We now finally move on to GCC 6 !
# cd /usr/pkgsrc/lang/gcc6 # /usr/pkg/bin/bmake install clean clean-depends
Once we have GCC6 compiled we must set the /usr/pkg/etc/mk.conf to use the new CC and CXX variables as follows:
CC= /usr/pkg/gcc6/bin/gcc CXX= /usr/pkg/gcc6/bin/g++
P.S I will keep this part open, and add additional notes as I build pkgsrc packages on Solaris10, you can check further details here https://astr0baby.wordpress.com/2019/07/29/pkgsrc-2019q2-on-solaris-10-x86/
Now is a good time to add /usr/pkg/bin:/usr/pkg/sbin/usr/pkg/gcc6/bin/ to our path since we have a new working compiler
# export PATH=/usr/sbin:/usr/bin:/usr/dt/bin:/usr/ccs/bin:/usr/pkg/bin:/usr/pkg/sbin:/usr/pkg/gcc6/bin # ln -s /usr/ccs/bin/ar /usr/bin/ar # ln -s /usr/ccs/bin/ranlib /usr/bin/ranlib
INFOSEC part – testing some 0days on Solaris ! CVE-2019-2832
We can use the shiny new GCC6 or the rusty old GCC3, both work either way, I have used in this example the native gcc 3.4.3 for those that want to skip the gcc6 compilation step (it takes considerable amount of time)
We will create our standard user now and set password
# useradd -m -d /export/home/user user -s /usr/bin/bash # passwd user
And define some new .profile variables so that we can use the /usr/pkg goodies , login as user (or # su – user)
Once we are logged in as user, lets download and build Raptor’s https://twitter.com/0xdea dtprintinfo exploit. On the Linux host download the the exploit code from here https://raw.githubusercontent.com/0xdea/exploits/master/solaris/raptor_dtprintname_intel.c and FTP upload to the Solaris 10 VM
$ wget https://raw.githubusercontent.com/0xdea/exploits/master/solaris/raptor_dtprintname_intel.c $ ftp 10.0.2.12 user Name (10.0.2.12:user): user 331 Password required for user.
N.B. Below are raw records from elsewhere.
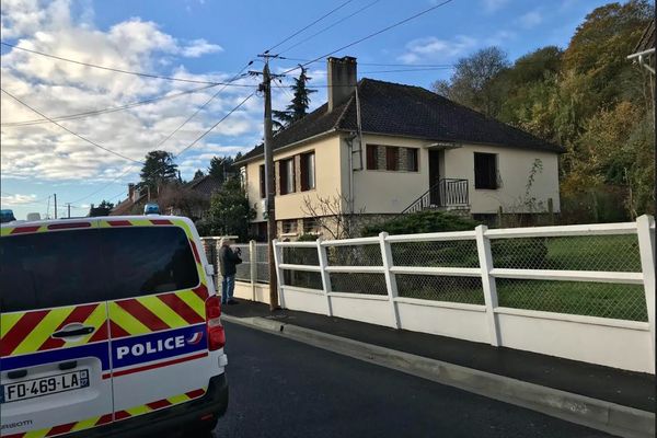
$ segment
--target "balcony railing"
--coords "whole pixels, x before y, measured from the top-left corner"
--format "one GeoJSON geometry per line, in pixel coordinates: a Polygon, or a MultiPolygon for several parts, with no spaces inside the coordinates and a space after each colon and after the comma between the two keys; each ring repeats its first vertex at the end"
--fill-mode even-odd
{"type": "Polygon", "coordinates": [[[442,178],[402,210],[402,214],[430,208],[466,208],[469,206],[468,180],[442,178]]]}

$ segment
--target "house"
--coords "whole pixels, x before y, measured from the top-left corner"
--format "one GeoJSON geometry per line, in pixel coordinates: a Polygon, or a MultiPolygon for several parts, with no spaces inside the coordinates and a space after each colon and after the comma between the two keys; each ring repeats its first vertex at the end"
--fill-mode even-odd
{"type": "MultiPolygon", "coordinates": [[[[419,87],[357,81],[353,57],[328,58],[327,80],[328,101],[273,140],[279,235],[316,231],[304,206],[321,198],[365,218],[558,212],[562,147],[419,87]]],[[[266,233],[263,146],[238,164],[255,200],[254,232],[266,233]]]]}
{"type": "Polygon", "coordinates": [[[193,220],[205,216],[210,206],[211,196],[221,188],[221,182],[205,175],[186,184],[166,184],[157,194],[147,188],[139,189],[135,184],[128,184],[128,197],[120,201],[111,216],[140,215],[147,203],[158,203],[160,210],[168,215],[186,216],[193,220]]]}

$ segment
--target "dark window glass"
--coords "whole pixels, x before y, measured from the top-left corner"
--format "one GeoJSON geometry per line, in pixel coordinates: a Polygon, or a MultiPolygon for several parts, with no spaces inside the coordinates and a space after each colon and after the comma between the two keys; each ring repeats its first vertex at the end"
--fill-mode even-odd
{"type": "Polygon", "coordinates": [[[396,171],[400,161],[400,148],[389,146],[385,148],[385,170],[396,171]]]}
{"type": "Polygon", "coordinates": [[[406,153],[408,154],[407,168],[408,172],[417,172],[417,149],[406,148],[406,153]]]}
{"type": "Polygon", "coordinates": [[[474,153],[474,188],[497,188],[497,155],[474,153]]]}
{"type": "Polygon", "coordinates": [[[377,145],[368,145],[367,146],[367,170],[376,171],[378,158],[378,146],[377,145]]]}
{"type": "Polygon", "coordinates": [[[198,285],[176,227],[59,231],[0,239],[0,310],[116,300],[198,285]]]}

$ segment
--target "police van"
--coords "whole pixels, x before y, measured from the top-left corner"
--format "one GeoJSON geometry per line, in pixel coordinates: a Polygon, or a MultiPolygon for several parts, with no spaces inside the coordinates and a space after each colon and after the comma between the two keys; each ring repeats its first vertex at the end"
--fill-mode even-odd
{"type": "Polygon", "coordinates": [[[0,436],[215,427],[228,405],[226,336],[192,221],[100,217],[0,230],[0,436]]]}

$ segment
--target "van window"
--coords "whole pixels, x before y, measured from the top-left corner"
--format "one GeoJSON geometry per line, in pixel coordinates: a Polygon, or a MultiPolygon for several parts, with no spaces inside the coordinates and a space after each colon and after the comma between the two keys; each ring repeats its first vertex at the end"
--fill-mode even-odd
{"type": "Polygon", "coordinates": [[[59,231],[0,239],[0,311],[187,289],[196,262],[177,227],[59,231]]]}

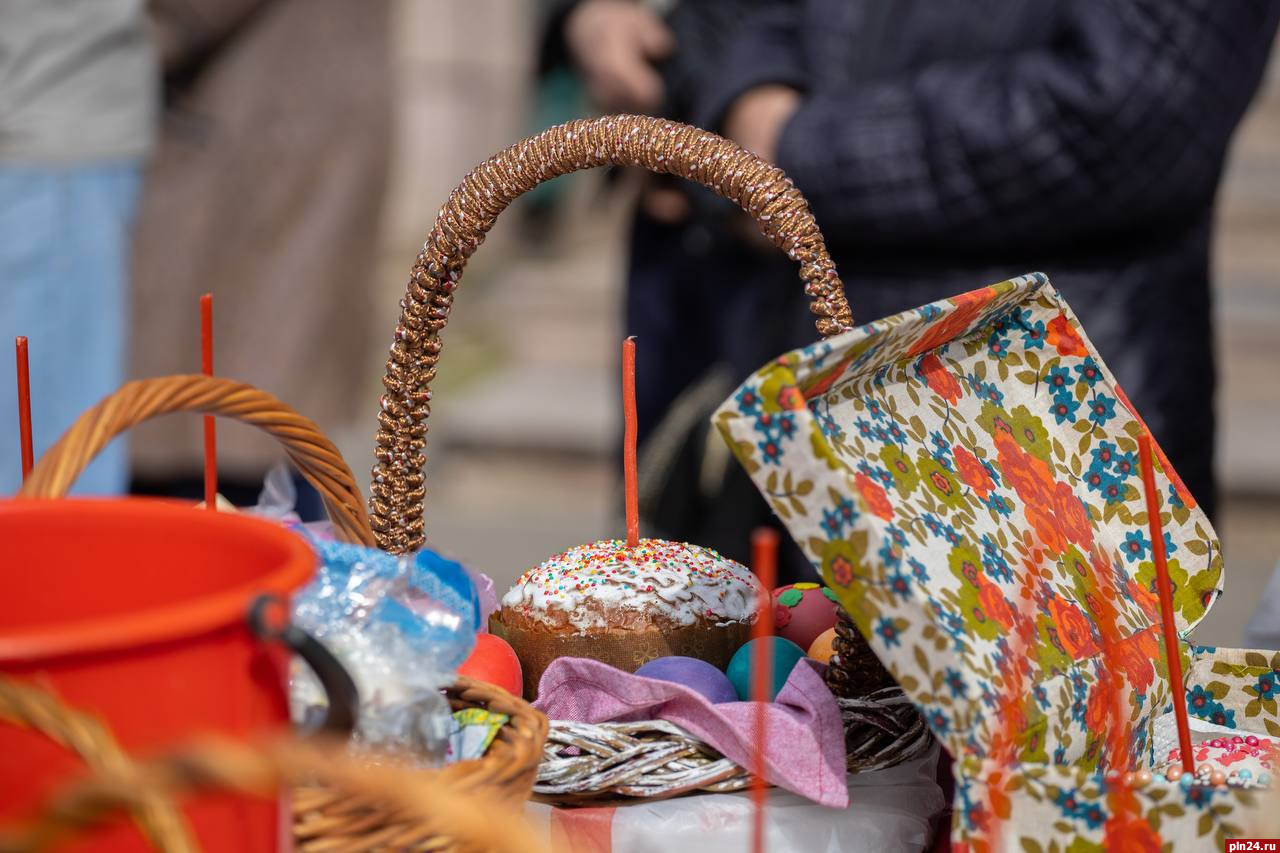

Password: ftp> put raptor_dtprintname_intel.c
On the Solaris 10 VM we compile the code under user in the DT session and run.
$ /usr/sfw/bin/gcc raptor_dtprintname_intel.c -o raptor_dtprintname_intel -Wall $ ./raptor_dtprintinfo_intel 10.0.2.12:0
But we get na error that Xlib: connection to 10.0.2.12:0.0 was refused by the server (default behaviour after install) so lets allow all connections to the X shall we ? (security !!) Run below as root to grant/disable X11 connections from remote hosts
# xhost + (this is to allow all to connect to X11; not a good idea) # xhost - (forbid all who are not authorized) # xhost +10.0.2.12 (in our case this would be better, so only trusted hosts can connect to X11)
As user lets re-run the exploit code again, it works this time :)
So now we can fix the above CDE privilege escallation from the exploited root shell, even if we do not have the official patch from Oracle (If you are lucky and have access to extended user support from Oracle then you can apply the July-2019-CPU patch just like we did earlier) because after-all this is UNIX and there are many ways to get things done there
All that is needed is to remove (S)etuid bit from the /usr/dt/bin/dtprintinfo binary
# chmod -s /usr/dt/bin/dtprintinfo
This time obviously the exploit does not work, because the setuid bit it gone
If interested about the above bug, you can read more about it here https://lab.mediaservice.net/advisory/2019-01-cde-dtprintinfo.txt
So here we have learned a few thing right ? I hope you have enjoyed going throgh this just as I have enjoyed writing it and setting it up.